I refuse to be indoctrinated by the verbal diarrhoea that is to ‘interface’ as a verb for interaction. Spare me!
Now, where was I?
It seemed that I was to be the designated passenger on a journey to deliver the haul to headquarters. Little did I know that we had recruited the likes of these diminutive operatives. Typical. It’s always not until you’re in the field these days that you are let in on information that could very well change the whole complexion of an operation.
I made a mental note to raise this at the debriefing and hoped that my silent interlocutors wouldn’t take it the wrong way.
Under cover of the continuing hubbub from on high, as the angels executed their display of daring-do, I was escorted to the food truck area where awaited a van, all ready to depart the scene.
It was a dispensary on wheels for a particular brewery, which craft style beers claimed protection under the symbolically stylized logo emblazoned on the van’s side – a stein wielding little creature with wings captured in mid-flight, apparently raising a toast to mortal health.
Little Creatures; not to be confused witha certainDirty Creature in a song lyric;although, to split ends would be unfair in this case as it was obvious they were small in stature, unearthly and yet, however innocent, capable of a ribaldry to equal the lowest common denominator of human expression.
A vulgarity undeserving of ironic, punitive refrain.
Unlike an ice-cream van, this vehicle lacked any loudspeakers with which to hawk its wares.

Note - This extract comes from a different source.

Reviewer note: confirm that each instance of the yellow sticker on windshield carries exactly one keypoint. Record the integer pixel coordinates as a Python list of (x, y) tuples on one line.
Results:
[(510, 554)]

I made up for this by silently humming the chorus to the unclean entity ditty to reassure myself that this turn of events was quite righty beyond my ken’s perspicacity (or Roy’s domain, by any other name’s appropriation).
This served to bring wry smiles to the faces of my little companions, which made me wonder if they knew the song or were simply amused by my subliminal inability to hit the right note, even when I thought no one else could hear me.
I definitely sang better in the shower, to which thought they nodded their acclaim.
No, in this case it was the call to alms captured in the logo’s unfurled banner that did all that was necessary to promote my unaccustomed custom. This seemed like an economy in reverse, for it was I who was to give of my virtue inasmuch as I possessed a sophisticated palate fit for waxing lyrical.
I only hoped Dimitri had not fallen foul of the mysterious and contrary powers that were afoot, intent on preventing the delivery of our hard-earned spoils (not to mention slaking the thirst for answers).
It seemed they needed a mouthpiece for the next phase of this escapade.
I happily volunteered my services to them and they opened the rear of the van for me to load my box on wheels and settle myself for the journey.
Once ensconced, I sat atop my haul and proceeded to open a six pack or two of hoppy ales to sample for the ride - this being the stipulation of my drivers who grinned and rubbed their distended tummies before they closed the rear doors and hopped in the front.
This kind of communication was like an intercom inside my head and it buzzed and fizzed back and forth as we set off.
My collaborators had introduced themselves as Sap and Ling and assured me I was in good hands; they were graduates of the Ethereal Defensive Driving School.
As the journey progressed through audibly familiar precincts (confined as I was, I could not see out of the van with the servery window closed and no other vantage ports from which to behold the passing points of view), all I could say was that I was torn between the Rogers’ and Dog Day’s session ales.
Almost as testing as differentiating between Dimitri’s loyalty and that of a drover’s dog.
At least I wasn’t to be led astray by misguided allegiances to mute mischievousness.
Having ever only seen certain scenes from E.T. on TV and never having owned a dog, I determined to raise with Dimitri such missing elements (and misgivings) from my personal manifesto when we next convened.